Clinical Biochemistry Department, Complejo Hospitalario, Universitario de Vigo, Vigo, Pontevedra, Spain

^aAddress correspondence to this author at: Clinical Biochemistry Department, Complejo Hospitalario Universitario de Vigo, C/ Pizarro No. 22, 36204 Vigo, Pontevedra, Spain. E-mail milagros.blanco.perez{at}sergas.es.

To the Editor:

The effect of a substance present in a sample that alters the correct value of the result is referred to as analytical interference (1). Heterophilic antibodies consist of both natural antibodies and autoimmune antibodies that exhibit weak binding and polyspecificity, reacting with multiple heterogeneous antigens. Some heterophilic antibodies can react with human and animal immunoglobulins by binding to epitopes located on either the F(ab) or Fc region, although in healthy persons there is a predominance of idiotypic interactions (2).

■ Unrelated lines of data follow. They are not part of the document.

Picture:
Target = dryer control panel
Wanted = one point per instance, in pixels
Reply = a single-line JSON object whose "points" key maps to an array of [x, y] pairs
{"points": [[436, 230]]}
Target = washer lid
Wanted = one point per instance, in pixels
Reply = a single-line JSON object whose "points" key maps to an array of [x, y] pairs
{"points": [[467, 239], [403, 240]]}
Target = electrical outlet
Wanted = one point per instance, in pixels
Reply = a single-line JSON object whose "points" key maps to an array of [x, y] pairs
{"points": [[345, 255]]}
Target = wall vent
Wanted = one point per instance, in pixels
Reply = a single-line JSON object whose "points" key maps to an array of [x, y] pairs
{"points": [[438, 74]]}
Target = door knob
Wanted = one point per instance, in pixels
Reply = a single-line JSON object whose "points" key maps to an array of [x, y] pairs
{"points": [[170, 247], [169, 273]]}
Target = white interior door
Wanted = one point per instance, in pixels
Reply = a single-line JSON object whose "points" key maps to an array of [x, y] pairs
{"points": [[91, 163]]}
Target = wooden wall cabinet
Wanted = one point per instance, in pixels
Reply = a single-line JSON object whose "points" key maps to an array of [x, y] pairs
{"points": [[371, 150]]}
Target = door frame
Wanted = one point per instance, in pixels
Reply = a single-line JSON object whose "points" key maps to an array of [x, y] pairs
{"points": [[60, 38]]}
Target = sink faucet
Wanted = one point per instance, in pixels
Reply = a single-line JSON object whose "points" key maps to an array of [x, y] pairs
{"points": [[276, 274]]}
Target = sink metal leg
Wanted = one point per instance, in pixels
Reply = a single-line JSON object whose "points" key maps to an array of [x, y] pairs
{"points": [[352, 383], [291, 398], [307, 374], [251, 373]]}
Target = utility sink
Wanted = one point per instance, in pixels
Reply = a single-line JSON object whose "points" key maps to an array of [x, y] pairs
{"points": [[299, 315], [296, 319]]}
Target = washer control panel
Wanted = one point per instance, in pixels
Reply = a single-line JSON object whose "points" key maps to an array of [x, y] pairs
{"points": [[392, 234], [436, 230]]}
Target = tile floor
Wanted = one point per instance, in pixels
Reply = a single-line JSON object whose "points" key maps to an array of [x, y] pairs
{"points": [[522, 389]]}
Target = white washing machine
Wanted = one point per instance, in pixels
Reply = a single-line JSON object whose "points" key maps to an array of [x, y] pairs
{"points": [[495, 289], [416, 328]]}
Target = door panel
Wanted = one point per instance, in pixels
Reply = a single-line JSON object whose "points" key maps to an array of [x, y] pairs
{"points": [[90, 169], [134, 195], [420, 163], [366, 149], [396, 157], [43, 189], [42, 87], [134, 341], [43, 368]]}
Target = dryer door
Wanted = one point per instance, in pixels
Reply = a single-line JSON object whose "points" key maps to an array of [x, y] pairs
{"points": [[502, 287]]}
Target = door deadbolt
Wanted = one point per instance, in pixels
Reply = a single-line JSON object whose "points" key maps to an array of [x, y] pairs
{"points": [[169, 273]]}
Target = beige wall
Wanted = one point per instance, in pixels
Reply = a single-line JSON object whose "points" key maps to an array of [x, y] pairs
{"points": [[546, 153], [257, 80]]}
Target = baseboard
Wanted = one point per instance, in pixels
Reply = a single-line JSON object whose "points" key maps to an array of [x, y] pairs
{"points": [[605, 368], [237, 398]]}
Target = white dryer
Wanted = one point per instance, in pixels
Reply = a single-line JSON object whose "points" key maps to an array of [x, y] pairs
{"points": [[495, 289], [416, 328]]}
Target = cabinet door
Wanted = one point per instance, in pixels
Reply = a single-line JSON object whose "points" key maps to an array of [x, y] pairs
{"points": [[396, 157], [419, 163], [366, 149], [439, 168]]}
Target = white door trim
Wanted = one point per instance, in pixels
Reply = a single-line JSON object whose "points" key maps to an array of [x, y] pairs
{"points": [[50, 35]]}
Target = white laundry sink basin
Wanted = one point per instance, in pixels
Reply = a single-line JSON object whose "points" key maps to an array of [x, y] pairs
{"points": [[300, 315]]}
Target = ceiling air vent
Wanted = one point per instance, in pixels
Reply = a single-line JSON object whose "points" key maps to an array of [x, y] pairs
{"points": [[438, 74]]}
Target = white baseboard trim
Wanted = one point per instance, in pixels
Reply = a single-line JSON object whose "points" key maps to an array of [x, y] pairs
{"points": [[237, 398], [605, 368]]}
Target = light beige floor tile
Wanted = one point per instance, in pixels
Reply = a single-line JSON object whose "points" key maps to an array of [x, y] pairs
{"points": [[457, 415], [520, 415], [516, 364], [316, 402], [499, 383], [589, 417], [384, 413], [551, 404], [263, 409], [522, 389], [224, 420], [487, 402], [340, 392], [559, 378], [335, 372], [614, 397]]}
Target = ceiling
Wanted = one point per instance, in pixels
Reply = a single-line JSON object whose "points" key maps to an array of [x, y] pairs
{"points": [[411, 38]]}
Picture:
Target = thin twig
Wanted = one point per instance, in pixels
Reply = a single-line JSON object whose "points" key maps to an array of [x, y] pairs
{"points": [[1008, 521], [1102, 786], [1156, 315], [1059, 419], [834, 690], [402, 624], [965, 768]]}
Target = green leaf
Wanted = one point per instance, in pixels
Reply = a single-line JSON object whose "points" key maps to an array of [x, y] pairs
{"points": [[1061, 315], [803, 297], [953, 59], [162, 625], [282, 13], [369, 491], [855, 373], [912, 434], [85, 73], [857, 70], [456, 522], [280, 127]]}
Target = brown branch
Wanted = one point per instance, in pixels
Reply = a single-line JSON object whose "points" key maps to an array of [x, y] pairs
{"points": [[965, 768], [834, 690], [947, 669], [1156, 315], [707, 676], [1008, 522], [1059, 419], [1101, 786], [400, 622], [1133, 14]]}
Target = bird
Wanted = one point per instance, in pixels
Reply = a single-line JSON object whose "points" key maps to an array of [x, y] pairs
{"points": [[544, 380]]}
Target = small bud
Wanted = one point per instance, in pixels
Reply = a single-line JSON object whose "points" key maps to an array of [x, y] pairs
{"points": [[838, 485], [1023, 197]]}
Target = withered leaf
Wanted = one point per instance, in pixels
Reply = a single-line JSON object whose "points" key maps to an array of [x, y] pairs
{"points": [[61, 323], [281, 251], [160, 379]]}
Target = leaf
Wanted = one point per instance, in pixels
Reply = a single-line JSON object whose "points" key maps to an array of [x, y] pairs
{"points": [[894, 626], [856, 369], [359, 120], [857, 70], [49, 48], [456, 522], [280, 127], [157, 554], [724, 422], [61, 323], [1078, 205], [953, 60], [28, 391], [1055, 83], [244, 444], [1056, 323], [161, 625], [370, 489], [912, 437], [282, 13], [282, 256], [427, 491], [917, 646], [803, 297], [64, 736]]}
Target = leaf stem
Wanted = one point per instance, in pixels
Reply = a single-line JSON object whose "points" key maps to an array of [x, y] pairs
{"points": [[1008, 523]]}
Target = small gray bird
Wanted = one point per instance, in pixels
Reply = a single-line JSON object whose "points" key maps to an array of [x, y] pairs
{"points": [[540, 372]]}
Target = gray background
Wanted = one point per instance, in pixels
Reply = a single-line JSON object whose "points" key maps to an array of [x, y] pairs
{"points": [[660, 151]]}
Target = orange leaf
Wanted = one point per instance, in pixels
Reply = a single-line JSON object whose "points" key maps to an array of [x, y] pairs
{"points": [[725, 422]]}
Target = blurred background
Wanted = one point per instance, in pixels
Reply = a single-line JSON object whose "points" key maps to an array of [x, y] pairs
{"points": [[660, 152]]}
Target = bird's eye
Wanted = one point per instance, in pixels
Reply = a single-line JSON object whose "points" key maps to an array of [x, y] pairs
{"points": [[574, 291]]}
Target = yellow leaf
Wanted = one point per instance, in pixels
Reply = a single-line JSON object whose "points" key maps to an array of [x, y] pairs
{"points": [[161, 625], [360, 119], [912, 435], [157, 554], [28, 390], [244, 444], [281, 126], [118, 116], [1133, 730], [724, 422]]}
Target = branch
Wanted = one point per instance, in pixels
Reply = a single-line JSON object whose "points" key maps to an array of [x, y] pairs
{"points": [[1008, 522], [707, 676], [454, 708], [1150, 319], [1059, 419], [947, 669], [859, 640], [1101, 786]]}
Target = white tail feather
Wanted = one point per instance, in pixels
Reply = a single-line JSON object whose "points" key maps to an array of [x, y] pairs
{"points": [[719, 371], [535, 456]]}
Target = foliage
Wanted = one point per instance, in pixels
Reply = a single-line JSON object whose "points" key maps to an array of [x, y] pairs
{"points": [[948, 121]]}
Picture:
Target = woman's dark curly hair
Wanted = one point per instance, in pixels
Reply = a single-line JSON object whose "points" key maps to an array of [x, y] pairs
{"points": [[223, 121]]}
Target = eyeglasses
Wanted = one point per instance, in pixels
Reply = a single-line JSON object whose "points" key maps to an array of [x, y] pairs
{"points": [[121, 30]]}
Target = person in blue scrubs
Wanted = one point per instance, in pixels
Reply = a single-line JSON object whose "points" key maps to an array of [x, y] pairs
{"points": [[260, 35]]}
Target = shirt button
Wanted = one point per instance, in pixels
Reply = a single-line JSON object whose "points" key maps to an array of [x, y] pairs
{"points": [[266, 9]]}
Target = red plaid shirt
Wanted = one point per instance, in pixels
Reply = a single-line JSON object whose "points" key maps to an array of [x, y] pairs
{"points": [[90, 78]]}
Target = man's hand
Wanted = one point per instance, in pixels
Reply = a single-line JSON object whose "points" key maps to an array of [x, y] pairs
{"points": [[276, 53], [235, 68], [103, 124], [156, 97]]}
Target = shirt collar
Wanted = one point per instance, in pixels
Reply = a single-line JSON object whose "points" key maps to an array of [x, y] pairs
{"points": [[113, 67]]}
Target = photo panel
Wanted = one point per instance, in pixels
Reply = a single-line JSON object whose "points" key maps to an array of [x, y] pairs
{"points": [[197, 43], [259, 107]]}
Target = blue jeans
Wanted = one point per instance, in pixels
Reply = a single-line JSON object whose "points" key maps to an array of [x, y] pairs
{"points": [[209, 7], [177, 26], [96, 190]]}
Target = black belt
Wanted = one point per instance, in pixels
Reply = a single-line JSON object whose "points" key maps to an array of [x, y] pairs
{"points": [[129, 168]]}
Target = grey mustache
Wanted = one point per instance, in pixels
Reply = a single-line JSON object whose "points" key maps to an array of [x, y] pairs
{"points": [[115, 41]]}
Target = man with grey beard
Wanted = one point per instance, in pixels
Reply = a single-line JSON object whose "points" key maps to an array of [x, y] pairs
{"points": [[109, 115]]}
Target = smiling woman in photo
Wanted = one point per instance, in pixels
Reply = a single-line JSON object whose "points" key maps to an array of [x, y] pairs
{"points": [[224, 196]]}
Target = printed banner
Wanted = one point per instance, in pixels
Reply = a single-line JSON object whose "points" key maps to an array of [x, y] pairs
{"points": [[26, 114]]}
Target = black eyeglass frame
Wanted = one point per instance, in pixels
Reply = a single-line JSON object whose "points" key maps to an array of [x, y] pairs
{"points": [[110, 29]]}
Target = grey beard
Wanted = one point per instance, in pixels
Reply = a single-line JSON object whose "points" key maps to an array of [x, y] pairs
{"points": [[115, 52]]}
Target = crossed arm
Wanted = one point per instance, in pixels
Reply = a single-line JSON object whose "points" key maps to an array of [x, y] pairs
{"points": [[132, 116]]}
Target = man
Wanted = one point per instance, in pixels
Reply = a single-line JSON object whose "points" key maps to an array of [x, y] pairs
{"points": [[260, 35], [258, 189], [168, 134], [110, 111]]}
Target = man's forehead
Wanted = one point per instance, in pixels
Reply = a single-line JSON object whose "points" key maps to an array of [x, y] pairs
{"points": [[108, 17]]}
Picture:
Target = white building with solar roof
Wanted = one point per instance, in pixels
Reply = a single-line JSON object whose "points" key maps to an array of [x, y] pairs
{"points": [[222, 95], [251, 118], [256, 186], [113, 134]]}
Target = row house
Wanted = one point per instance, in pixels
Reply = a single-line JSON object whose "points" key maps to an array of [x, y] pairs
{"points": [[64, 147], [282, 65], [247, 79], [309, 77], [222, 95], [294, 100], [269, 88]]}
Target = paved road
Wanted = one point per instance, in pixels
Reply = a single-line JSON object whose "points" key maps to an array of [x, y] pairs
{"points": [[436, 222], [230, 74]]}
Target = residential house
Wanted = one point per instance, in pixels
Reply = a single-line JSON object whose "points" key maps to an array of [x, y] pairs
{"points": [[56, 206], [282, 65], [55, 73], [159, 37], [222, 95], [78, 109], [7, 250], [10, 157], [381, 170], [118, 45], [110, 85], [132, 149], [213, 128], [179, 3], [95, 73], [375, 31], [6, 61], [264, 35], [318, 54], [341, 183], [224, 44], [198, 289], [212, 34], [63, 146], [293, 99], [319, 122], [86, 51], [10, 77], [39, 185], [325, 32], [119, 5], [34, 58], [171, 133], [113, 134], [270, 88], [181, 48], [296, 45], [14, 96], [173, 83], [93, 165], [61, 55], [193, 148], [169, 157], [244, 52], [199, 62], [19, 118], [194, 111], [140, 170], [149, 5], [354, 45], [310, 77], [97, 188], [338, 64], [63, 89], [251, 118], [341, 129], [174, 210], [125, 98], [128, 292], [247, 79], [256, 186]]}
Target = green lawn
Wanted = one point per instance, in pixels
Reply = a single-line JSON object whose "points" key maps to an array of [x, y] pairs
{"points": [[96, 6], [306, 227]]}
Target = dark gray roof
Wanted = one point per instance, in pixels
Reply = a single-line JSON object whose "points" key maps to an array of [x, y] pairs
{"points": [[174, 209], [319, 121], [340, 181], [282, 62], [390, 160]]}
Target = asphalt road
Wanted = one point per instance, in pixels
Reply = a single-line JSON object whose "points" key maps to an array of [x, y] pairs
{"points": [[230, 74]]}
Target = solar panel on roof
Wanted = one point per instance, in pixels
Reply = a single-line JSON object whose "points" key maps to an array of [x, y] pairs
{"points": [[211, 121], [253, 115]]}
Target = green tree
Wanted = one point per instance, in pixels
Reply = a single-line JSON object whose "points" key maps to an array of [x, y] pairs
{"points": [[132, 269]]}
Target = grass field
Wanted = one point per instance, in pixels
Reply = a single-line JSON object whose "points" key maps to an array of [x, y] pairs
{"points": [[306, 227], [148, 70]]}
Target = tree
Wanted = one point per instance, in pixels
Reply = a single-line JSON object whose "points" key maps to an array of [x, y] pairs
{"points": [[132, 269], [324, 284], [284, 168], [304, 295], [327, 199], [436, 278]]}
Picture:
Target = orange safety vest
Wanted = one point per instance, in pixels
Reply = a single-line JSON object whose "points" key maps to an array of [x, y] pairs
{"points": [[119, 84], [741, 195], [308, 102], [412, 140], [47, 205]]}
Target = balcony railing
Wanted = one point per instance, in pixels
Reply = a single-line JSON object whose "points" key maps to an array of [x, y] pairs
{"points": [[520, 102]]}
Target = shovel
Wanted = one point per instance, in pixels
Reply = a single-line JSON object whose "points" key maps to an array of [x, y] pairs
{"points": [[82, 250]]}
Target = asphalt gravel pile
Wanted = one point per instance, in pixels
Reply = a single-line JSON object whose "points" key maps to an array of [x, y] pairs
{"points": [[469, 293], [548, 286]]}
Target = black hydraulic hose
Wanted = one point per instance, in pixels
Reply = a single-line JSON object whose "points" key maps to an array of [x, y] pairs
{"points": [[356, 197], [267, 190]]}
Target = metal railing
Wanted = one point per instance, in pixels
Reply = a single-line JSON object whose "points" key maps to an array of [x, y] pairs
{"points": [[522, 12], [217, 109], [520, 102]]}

We detected what appeared to be this type of interference in a study comparing the Olympus® immunoturbidimetric assay (ITA) for ferritin on the AU-5400 automated analyzer with the Roche® electrochemiluminescence immunoassay for ferritin on the Modular E-170 analyzer. Ferritin concentrations were determined by both methods in samples from 806 patients, and 2 samples were found to have discrepant results: 4 and 215 µg/L for one sample and 7 and 97 µg/L for the other sample, as measured by the Roche and Olympus methods, respectively. During 6 subsequent months of using the Olympus ferritin method for routine work, our laboratory measured ferritin concentrations in 13 143 patient samples, of which 2310 were selected according to the following criteria: result with an alarm; hemoglobin <11.0 g/L and ferritin >16 µg/L without inflammation, infection, or hepatopathy; and suspicion by the analyst or clinician. These samples were reanalyzed with both the Olympus and Roche methods. Of these 2310 samples, 13 appeared to exhibit similar interference, giving a prevalence of at least 0.1%. The mean ferritin concentration in the samples containing interferent was 76 µg/L (range, 9–256 µg/L) when assayed by the Roche method and was 244 µg/L (47–568 µg/L) when assayed by the Olympus method (P <0.05). These samples were treated with Scantibodies Laboratory® heterophilic blocking tubes (HBTs), in which the active blocker is a monoclonal antibody specific against a unique variable region of heterophilic antibodies that bind mouse immunoglobulin and are effective in blocking this interference in immunoassays (3). After treatment with HBT, we found that the heterophilic antibodies were either partly or completely neutralized, with a decrease in the ferritin concentration measured by the Olympus method. In contrast, the ferritin result obtained with the Roche method did not change after pretreatment with the HBT reagent. Rheumatoid factor (RF) was unlikely to be the cause of interference, as the RF concentration was <20 kIU/L in 12 of the samples and 34 and 78 kIU/L in 2 others (Table 1 ).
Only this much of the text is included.